Example: We use the arXiv High energy physics citation network from the SNAP collection and a Leiden clustering of it (with r=0.01) as an example input:

$ python3 estimate_properties.py -n example/cit_hepph_cleaned.tsv -c example/cit_hepph_leiden.01.tsv
{
    "node-count": 34546,
    "edge-count": 420877,
    "isolate-count": 0,
    "num-connected-components": 61,
    "max-connected-components": 34401,
    "min-degree": 1,
    "max-degree": 846,
    "mean-degree": 24.36617842876165,
    "median-degree": 15.0,
    "num-clusters": 2136,
    "min-cluster-size": 1,
    "max-cluster-size": 800,
    "mean-cluster-size": 16.173220973782772,
    "median-cluster-size": 1.0,
    "num-singletons": 1322,
    "num-non-singletons": 814,
    "modularity-score": 0.5992111149783027,
    "node-coverage": 0.9617321831760551,
    "mixing-parameter": 0.37999943730019126,
    "tau1": 3.6312283315636975,
    "xmin1": 85.0,
    "tau2": 1.8497807268067572,
    "xmin2": 23.0,
    "tau1-fixed": 1.2997088572994,
    "xmin1-fixed": 1.0,
    "tau2-fixed": 1.622200259246516,
    "xmin2-fixed": 1.0
}

Emulating a network/clustering with LFR graphs

Input: A JSON file as generated in the previous step, path to the LFR software executable and a minimum community size (for most networks, we do not suggest using values less than 10 for cmin, as LFR software may not able to generate the graph in a reasonable time).

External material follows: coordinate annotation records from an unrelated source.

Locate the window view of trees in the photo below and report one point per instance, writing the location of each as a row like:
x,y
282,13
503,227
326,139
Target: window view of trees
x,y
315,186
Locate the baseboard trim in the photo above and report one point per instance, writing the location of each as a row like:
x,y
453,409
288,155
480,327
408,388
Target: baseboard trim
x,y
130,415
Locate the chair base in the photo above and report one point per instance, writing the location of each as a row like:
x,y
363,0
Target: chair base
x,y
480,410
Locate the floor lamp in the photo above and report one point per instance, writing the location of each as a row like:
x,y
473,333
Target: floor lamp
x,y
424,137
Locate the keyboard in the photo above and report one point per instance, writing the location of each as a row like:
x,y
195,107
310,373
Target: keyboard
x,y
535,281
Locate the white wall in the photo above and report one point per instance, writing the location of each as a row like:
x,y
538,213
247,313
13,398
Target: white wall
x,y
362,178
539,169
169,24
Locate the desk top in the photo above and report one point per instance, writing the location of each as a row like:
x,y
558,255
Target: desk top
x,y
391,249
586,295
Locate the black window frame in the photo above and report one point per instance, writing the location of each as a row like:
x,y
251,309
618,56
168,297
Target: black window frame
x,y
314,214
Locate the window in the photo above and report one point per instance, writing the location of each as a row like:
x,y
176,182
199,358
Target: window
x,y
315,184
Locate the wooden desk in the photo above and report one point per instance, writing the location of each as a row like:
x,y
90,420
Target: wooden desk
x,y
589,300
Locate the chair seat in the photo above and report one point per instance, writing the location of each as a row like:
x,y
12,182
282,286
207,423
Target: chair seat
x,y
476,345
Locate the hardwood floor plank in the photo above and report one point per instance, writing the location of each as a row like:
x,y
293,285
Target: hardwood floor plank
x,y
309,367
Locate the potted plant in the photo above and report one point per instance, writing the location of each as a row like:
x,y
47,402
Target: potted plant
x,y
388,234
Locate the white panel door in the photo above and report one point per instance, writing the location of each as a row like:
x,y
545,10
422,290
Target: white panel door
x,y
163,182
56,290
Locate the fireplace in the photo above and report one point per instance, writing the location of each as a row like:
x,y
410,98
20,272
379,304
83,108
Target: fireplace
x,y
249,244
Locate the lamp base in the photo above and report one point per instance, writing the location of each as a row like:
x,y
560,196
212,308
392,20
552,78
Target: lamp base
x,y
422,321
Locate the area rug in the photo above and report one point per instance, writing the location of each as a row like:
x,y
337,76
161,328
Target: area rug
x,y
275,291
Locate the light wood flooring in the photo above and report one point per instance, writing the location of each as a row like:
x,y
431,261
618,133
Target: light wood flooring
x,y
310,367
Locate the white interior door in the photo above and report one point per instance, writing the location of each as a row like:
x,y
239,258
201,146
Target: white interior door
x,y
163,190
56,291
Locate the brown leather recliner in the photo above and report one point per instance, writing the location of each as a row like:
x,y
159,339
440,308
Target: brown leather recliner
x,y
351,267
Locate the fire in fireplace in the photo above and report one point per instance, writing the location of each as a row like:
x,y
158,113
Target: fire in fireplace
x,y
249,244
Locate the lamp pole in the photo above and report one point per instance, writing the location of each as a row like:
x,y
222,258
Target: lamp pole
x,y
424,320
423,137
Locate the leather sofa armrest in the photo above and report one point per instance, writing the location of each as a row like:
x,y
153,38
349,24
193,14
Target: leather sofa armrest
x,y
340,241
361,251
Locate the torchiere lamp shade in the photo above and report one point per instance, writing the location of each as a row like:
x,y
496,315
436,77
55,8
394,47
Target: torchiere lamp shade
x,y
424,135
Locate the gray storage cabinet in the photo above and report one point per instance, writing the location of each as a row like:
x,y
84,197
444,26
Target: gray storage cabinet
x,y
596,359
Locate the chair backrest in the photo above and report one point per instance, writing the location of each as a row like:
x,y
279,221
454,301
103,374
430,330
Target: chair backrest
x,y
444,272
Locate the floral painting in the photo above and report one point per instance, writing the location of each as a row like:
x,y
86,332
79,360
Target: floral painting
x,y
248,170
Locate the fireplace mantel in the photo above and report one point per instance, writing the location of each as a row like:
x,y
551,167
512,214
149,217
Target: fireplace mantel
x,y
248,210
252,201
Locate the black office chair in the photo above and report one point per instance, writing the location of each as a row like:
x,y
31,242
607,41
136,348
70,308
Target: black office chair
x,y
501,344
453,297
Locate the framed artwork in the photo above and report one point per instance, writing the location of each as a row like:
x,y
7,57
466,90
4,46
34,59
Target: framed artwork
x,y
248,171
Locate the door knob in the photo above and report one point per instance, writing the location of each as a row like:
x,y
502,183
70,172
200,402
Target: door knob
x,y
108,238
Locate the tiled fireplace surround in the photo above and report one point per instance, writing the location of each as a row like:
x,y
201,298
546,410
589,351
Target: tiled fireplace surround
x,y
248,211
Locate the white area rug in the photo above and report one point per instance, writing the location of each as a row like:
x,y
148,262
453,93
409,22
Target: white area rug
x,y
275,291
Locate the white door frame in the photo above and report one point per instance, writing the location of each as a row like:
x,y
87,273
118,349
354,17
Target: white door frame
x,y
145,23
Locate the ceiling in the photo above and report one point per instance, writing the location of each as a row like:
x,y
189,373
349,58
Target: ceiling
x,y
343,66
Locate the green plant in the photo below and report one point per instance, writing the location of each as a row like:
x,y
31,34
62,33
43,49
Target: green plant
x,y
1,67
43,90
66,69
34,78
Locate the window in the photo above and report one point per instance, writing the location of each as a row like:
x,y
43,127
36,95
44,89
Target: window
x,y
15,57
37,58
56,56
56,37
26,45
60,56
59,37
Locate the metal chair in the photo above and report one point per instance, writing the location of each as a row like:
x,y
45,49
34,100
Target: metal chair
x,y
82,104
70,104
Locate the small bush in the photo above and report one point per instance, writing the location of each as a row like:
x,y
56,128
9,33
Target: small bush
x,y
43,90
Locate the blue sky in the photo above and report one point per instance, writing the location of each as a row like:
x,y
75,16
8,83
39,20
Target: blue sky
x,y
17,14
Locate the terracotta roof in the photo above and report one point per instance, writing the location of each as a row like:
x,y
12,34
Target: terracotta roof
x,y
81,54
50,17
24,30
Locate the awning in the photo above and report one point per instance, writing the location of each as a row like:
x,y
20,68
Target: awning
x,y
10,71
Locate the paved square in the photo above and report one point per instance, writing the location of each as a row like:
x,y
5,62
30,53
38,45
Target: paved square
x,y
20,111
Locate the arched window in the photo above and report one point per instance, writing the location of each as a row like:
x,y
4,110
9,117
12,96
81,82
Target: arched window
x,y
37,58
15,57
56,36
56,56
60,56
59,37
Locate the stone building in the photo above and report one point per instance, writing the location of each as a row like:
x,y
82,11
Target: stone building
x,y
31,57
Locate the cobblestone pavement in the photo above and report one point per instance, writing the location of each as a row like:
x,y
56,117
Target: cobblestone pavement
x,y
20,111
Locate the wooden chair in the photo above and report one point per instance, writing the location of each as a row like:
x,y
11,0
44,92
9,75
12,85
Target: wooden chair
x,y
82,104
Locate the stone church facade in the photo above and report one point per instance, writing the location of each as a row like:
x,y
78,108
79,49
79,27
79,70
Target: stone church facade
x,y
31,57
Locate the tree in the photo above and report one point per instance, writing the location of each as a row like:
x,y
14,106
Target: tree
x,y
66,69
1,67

Output: A directory with the LFR network edge-list (network.dat) and its ground-truth community memberships (community.dat), as well as statistics of the LFR network/communities (statistics.dat).

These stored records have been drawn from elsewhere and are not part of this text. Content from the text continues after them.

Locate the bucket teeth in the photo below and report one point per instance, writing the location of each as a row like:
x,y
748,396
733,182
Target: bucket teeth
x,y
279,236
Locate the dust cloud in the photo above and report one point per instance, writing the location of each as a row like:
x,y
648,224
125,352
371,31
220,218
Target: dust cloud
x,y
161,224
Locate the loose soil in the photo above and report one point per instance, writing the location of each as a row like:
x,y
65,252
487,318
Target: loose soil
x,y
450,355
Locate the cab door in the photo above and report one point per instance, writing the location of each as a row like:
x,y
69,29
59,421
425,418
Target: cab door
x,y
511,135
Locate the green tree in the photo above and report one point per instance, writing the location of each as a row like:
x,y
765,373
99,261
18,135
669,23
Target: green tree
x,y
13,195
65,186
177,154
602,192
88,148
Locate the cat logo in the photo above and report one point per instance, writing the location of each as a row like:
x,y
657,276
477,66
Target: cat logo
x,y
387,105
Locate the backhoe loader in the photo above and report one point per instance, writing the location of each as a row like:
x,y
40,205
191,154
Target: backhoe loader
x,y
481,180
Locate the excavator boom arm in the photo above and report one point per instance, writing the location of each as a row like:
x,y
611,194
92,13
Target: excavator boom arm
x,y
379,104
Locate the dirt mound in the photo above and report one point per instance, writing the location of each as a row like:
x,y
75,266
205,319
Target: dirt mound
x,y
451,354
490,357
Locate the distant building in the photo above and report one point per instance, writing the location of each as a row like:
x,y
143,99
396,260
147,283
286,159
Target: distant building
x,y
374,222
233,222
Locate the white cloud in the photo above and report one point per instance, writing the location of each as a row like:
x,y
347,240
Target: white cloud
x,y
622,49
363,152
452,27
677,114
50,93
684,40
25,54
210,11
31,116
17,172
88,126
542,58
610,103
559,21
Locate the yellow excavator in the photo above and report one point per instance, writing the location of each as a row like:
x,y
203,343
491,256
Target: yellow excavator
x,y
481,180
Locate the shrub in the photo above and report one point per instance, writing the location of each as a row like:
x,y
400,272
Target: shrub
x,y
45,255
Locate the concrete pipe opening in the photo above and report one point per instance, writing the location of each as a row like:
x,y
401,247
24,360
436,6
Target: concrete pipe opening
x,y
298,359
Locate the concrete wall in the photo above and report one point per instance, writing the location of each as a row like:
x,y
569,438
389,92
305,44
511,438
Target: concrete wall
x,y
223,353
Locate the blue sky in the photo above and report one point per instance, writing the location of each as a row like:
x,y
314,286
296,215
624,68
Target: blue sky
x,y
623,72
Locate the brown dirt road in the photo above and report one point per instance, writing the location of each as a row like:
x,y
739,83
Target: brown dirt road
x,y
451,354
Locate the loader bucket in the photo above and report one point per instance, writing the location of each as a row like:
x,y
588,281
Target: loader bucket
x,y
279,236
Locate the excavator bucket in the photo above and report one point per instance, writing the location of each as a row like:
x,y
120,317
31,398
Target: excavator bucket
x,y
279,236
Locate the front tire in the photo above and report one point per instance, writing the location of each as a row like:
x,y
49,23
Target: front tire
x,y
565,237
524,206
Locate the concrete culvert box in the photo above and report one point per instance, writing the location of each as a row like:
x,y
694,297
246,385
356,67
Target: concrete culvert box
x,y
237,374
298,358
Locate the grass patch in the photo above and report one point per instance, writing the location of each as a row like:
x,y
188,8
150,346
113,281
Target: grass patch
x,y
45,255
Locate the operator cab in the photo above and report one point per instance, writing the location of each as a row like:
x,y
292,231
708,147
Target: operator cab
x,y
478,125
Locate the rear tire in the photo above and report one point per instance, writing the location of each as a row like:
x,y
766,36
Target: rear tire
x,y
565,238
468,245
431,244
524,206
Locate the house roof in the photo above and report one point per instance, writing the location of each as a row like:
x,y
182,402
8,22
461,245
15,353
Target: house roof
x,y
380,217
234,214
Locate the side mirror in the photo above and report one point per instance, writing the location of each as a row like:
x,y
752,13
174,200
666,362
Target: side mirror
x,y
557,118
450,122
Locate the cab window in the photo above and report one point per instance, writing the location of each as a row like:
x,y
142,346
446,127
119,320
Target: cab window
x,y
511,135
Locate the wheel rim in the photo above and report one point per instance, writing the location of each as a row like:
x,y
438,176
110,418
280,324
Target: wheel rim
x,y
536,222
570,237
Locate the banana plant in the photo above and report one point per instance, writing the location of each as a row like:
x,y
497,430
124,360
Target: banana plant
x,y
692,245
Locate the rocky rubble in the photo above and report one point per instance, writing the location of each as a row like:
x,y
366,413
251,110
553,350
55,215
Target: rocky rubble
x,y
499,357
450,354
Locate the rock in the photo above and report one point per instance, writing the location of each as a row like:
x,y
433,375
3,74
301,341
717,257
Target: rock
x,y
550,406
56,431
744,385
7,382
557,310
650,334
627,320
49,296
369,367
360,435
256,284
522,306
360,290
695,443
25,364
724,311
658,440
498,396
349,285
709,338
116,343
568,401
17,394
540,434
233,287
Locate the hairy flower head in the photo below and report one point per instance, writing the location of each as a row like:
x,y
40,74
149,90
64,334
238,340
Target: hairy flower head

$ python3 gen_lfr.py -n <clustering_memberships.json> -lp <lfr-benchmark-software-path> -cm <cmin_value>

The LFR output files will be located in a directory called <clustering_memberships>_lfr_<cmin> and the log of the LFR software will be printed out.

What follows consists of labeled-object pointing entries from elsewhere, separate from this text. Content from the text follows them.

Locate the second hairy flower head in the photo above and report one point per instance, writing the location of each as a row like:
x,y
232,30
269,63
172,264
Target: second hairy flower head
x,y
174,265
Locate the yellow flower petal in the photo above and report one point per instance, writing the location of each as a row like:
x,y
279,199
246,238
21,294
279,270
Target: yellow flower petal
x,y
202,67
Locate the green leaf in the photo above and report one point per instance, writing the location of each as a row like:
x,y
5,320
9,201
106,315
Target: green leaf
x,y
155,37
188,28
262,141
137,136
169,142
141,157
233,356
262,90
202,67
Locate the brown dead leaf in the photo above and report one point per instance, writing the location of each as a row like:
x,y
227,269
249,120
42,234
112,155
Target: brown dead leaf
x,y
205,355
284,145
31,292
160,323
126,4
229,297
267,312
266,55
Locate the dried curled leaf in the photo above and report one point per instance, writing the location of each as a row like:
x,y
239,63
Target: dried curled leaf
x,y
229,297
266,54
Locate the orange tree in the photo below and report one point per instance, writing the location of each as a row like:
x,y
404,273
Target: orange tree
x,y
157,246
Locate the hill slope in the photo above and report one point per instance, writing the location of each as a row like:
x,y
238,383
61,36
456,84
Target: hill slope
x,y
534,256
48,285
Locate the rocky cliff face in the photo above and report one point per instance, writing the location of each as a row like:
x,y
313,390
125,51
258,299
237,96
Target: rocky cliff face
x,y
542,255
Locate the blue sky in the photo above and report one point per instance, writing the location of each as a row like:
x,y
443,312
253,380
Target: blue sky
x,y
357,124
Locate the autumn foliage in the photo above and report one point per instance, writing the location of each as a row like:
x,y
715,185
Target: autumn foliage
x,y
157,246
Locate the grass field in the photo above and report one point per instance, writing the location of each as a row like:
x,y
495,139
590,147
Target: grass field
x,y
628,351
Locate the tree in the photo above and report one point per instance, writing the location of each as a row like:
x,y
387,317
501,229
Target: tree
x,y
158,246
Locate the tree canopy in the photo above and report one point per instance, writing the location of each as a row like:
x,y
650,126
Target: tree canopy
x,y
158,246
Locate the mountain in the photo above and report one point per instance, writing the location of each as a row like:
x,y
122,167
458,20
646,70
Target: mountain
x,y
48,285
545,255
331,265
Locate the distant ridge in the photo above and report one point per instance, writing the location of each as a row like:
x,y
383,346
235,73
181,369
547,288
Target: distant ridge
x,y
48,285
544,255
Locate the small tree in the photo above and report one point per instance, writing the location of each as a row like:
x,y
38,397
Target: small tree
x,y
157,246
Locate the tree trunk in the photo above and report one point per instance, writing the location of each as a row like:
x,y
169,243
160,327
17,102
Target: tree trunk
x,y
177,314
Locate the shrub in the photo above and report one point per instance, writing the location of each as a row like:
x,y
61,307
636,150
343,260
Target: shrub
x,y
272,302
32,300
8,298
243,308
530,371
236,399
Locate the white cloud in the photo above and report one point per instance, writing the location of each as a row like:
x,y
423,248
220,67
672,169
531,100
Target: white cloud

Note: The LFR software binary for MacOS is binary_networks/lfr_mac and the binary file for Linux systems is binary_networks/lfr_linux.

Example:

$ python3 gen_lfr.py -n example/cit_hepph_leiden.01.json -lp binary_networks/lfr_linux -cm 20 > example/cit_hepph_leiden.01.log
./binary_networks/benchmark -N 34546 -k 24.36617842876165 -maxk 846 -mu 0.37999943730019126 -maxc 800 -minc 20 -t1 3.6312283315636975 -t2 1.8497807268067572
setting... -N 34546
setting... -k 24.36617842876165
setting... -maxk 846
setting... -mu 0.37999943730019126
setting... -maxc 800
setting... -minc 20
setting... -t1 3.6312283315636975
setting... -t2 1.8497807268067572

**************************************************************
number of nodes:	34546
average degree:	24.3662
maximum degree:	846
exponent for the degree distribution:	3.63123
exponent for the community size distribution:	1.84978
mixing parameter:	0.379999
number of overlapping nodes:	0
number of memberships of the overlapping nodes:	0
community size range set equal to [20 , 800]
**************************************************************

building communities...
connecting communities...
recording network...


---------------------------------------------------------------------------
network of 34546 vertices and 429828 edges;	 average degree = 24.8844

average mixing parameter: 0.379969 +/- 0.0194945
p_in: 0.368457	p_out: 0.00025681

Handling large networks

For very large networks (e.g. with more than 100 million edges), the estimate_properties.py script can be slow and have high memory usage. For these networks, we suggest using estimate_properties_networkit.py instead, that uses NetworKit library which is more scalable than NetworkX. The I/O format is similar, but the network nodes should be labeled 0 to $n-1$. Also, the LFR graph software is not scalable to large networks (more than 10 million nodes) and even for small networks, it may not successfully produce a network with the given properties in a reasonable time in some cases (e.g. when the mixing parameter is very high). The gen_lfr.py script reduces the size of large networks to 3 million nodes while keeping the density (average degree) and other characteristics intact. In some cases, it also varies the ranges of community sizes to increase the chances of successfuly producing an output.